I was child, and later they
Told me I grew, for I became tall, my limbs
Swelled and one or two places sprouted hair.
When I asked for love, not knowing what else to ask
For, he drew a youth of sixteen into the
Bedroom and closed the door, He did not beat me
But my sad woman-body felt so beaten.
The weight of my breasts and womb crushed me.
I shrank Pitifully.
“After reading the above lines, we can imagine, what she had gone through when she was just a child. This scene has made my mind continuously thinking that how such an inhumane act was accepted. How?? Let’s take our-self instead of her and think about what had she suffered from not knowing what was going on. She was physically grown up but by her mind and by her heart she was just a child who just asked for love and nothing else.”
Then … I wore a shirt and my
Brother’s trousers, cut my hair short and ignored
My womanliness. Dress in sarees, be girl
Be wife, they said. Be embroiderer, be cook,
Be a quarreller with servants. Fit in. Oh,
Belong, cried the categorizers.
Now, Kamala Das tries to avoid her womanliness by being tomboyish. But her parents enforced her to be wear sarees instead of a boyish dress and to be like a girl and a wife.
Their main intention is to make her fit to become a wife, a mother, and to be confined in a domestic routine. They threatened her to remain within the four walls of her female space.
“We can see how in a patriarchal society, guardians and even society enforced a female to be bound within four walls and to do the homely duties like to be a cook, embroiderer, be a quarreller with servants. Women’s feelings were of no value by society. She was the puppet for the community.”
I met a man, loved him. Call
Him not by any name, he is every man
Who wants. a woman, just as I am every
Woman who seeks love. In him . . . the hungry haste
Of rivers, in me . . . the oceans’ tireless
Waiting.
In the above line, she says, when she falls in true love with a man then she recognized that he was too like the other man who just wants a woman, not true love.
She expresses with such a nice comparison- the man with whom she falls in love was having the haste like the river which want to reach a destiny as the river is never still. Then she compares her love with the ocean which is still and doesn’t have the haste to reach anywhere.
“We can now think, how such women used to feel at that time, how her creativity was within the walls. Kamala Das is not the only one of that time woman was all like the other women.
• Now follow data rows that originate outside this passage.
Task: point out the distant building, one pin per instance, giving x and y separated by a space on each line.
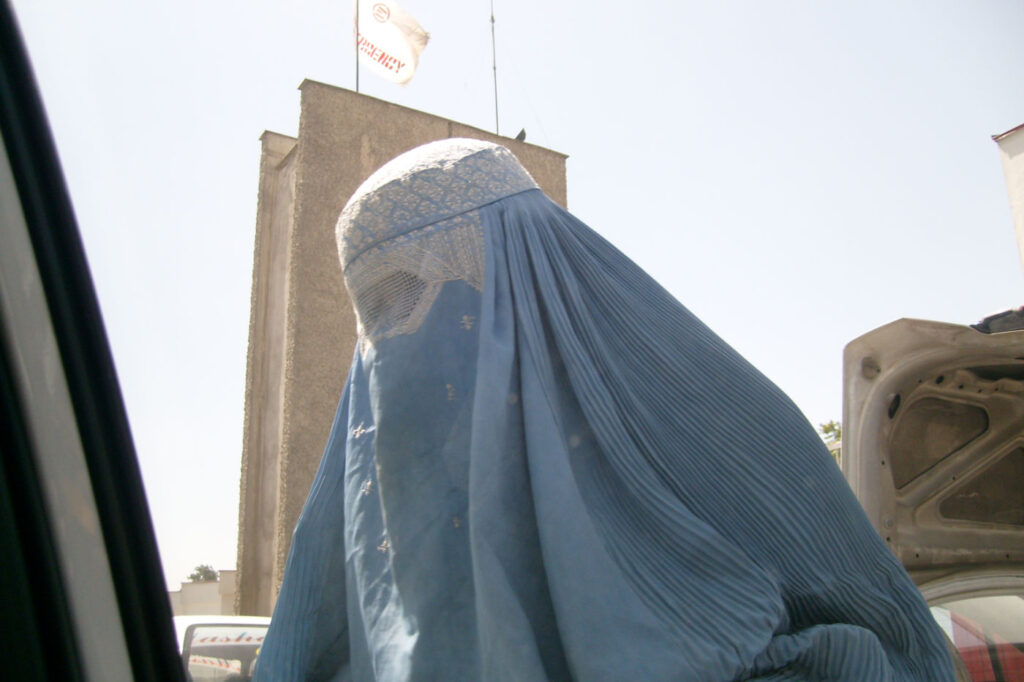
206 598
302 328
1012 150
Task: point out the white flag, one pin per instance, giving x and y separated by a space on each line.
389 41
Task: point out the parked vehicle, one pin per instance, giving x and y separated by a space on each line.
933 446
220 648
82 591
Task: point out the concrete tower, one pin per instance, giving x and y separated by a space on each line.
302 328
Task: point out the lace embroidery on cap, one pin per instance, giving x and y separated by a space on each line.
413 225
427 184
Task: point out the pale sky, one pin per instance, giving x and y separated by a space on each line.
796 173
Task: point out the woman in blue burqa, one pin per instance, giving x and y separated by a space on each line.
544 467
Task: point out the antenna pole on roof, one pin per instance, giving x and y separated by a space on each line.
356 45
494 56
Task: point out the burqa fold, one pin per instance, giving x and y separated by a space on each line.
544 467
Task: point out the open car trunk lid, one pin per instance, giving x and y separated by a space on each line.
933 446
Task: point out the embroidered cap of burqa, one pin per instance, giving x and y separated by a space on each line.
545 467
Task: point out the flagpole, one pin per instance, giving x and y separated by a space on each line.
356 45
494 57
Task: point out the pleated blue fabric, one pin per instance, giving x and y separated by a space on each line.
544 467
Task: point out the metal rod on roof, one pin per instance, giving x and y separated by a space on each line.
356 45
494 56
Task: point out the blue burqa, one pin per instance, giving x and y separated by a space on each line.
544 467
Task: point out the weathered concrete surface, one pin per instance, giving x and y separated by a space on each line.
302 328
1012 154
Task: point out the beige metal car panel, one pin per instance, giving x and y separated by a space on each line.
933 440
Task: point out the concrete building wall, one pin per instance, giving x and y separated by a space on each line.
1012 151
302 328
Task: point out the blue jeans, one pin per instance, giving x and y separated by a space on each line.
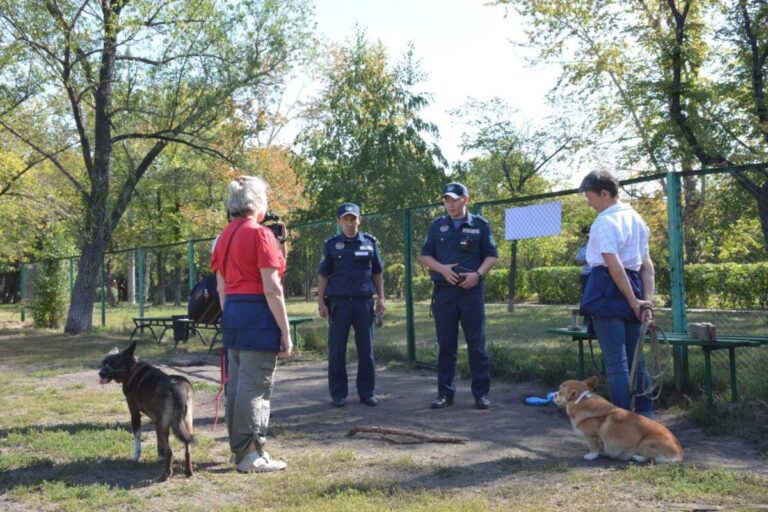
453 306
618 340
249 389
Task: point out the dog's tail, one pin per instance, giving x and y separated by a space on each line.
183 411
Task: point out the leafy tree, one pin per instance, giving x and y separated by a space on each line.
132 78
678 82
365 141
515 158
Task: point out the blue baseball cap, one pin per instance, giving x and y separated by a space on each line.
455 190
348 209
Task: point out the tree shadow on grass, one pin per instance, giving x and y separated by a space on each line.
114 472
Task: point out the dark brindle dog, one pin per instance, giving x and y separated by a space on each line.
166 399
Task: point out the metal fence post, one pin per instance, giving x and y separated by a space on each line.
676 282
71 275
191 260
103 295
410 331
140 283
23 291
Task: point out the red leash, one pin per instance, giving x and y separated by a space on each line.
223 379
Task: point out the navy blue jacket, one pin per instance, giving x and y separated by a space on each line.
468 246
349 264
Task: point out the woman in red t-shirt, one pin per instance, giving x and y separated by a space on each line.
249 262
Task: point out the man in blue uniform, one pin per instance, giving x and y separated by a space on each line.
459 250
349 274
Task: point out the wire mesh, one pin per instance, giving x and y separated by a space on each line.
724 224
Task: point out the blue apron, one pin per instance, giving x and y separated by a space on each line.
603 299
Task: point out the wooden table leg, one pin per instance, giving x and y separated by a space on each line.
581 357
708 375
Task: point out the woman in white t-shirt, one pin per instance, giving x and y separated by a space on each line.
619 291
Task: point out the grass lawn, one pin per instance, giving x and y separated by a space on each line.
64 443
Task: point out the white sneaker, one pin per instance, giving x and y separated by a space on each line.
256 463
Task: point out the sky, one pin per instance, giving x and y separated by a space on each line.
464 48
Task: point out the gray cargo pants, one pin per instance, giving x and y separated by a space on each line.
251 378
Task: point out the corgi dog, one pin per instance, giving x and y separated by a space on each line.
612 431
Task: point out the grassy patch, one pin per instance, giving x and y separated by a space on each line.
746 419
686 482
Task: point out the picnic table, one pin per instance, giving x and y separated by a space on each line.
148 322
731 343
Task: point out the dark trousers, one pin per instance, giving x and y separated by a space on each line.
346 313
453 306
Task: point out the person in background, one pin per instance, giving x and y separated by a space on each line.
249 264
619 292
581 259
459 250
350 273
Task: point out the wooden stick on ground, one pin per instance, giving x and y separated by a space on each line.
418 436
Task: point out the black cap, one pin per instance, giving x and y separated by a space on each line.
455 190
348 209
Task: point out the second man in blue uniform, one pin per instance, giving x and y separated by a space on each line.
459 251
350 274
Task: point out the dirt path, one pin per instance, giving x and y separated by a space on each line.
508 430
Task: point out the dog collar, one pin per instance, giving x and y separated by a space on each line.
583 394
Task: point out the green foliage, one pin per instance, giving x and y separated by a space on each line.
394 280
497 285
365 141
722 285
49 305
556 285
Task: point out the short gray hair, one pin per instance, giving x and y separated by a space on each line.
246 194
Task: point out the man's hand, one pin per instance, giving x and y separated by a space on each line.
381 305
643 310
286 346
471 279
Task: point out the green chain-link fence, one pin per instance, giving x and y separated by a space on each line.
717 272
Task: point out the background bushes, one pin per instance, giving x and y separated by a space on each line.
707 285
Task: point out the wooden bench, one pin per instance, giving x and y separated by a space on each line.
293 321
731 343
148 322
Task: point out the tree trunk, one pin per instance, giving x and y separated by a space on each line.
176 278
159 298
80 316
511 282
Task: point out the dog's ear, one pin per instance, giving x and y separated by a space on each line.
129 351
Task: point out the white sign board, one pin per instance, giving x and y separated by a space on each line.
533 221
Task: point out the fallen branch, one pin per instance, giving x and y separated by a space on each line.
419 437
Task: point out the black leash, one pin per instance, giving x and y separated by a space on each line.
652 384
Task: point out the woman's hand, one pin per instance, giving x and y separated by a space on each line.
643 310
286 346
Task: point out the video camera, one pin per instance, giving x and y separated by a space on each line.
274 224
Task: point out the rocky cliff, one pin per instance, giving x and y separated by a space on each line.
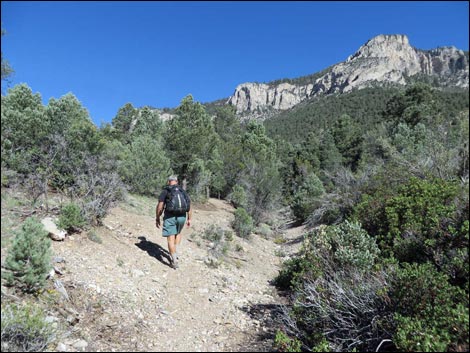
385 59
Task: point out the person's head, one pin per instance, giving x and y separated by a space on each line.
172 180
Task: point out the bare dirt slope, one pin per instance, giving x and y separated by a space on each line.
126 297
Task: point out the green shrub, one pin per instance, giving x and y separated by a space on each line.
71 217
344 246
238 196
284 343
243 223
431 314
425 220
296 270
24 329
93 236
29 258
305 199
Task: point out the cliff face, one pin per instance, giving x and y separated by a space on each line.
383 59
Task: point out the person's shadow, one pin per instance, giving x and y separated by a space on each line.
154 250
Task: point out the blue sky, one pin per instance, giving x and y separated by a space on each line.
109 53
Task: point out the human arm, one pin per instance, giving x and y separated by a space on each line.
188 217
158 213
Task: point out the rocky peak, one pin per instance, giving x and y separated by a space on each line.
384 46
383 59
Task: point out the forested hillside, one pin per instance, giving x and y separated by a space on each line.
378 175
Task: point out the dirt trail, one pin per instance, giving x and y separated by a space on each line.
126 297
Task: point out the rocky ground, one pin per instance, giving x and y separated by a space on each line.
120 294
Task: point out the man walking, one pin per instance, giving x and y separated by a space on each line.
177 206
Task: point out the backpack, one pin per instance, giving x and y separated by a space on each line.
177 201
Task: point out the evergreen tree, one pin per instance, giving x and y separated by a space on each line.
190 136
29 258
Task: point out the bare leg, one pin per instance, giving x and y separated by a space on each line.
178 239
171 244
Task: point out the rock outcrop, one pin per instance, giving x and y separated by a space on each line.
382 60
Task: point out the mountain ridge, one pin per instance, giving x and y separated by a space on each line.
384 59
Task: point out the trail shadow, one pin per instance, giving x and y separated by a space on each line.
154 250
Woman’s feelings remained suppressed at that time, gentlemen signified given all rights including everything remained controlled by men only.
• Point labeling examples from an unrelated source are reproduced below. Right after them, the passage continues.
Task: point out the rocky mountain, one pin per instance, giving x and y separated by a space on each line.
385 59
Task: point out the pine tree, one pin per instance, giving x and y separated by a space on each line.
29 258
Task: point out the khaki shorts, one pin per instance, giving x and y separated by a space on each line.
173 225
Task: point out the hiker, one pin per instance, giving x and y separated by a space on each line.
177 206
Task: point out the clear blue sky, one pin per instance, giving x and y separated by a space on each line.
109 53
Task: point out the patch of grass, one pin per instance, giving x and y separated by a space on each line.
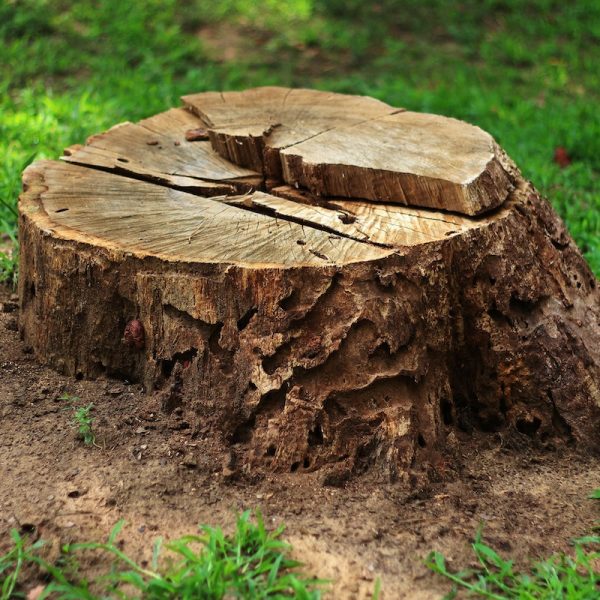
524 70
574 576
251 563
82 419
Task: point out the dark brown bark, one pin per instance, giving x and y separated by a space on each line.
367 337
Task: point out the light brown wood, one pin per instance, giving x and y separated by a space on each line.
156 149
356 147
304 332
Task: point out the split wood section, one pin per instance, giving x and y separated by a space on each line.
307 331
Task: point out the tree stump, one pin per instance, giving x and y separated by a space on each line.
330 283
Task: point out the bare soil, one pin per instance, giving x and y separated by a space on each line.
164 475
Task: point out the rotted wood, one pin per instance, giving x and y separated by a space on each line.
310 327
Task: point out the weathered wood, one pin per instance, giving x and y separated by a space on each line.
156 149
308 333
356 147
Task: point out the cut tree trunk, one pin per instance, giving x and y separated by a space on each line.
327 282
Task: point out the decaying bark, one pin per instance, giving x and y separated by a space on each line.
310 332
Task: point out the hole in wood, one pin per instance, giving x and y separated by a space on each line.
243 322
446 410
315 436
528 426
271 450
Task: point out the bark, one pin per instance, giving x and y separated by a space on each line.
307 332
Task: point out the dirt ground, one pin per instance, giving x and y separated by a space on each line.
164 475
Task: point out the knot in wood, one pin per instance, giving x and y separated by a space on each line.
134 334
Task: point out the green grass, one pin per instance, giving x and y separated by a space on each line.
251 563
573 576
82 419
524 70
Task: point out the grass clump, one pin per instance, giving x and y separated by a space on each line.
251 563
572 576
82 419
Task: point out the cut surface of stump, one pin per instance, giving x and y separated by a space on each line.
308 320
356 147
It is sad to say, but still, today also such things are there, women stand still enforced to do domestic things that a girl should do according to society like, cooking, now also maximum women are not allowed to have foreign dreams. In many modern cities also women are given misleading advice by their guardians.
From the child age, only girls are forced to believe that they can do household work only, even parents who are at high profession think that woman should not do the full-time job because if they will do so then how she will take care of her in-laws. How can we say that such people are educated? They reached the profession by the degree actually if they are still having such misconception, then actually they are not educated properly.
Women also play a big role to suppress their daughters and other women. If parents will not empower their wives and daughters then how can society even think to do so? We only make society so we can improve it as well. One should know, that if a woman can carry a baby in her womb for nine months and can do household work as well then she can do anything.”
Thanks for reading. I hope you liked it!!!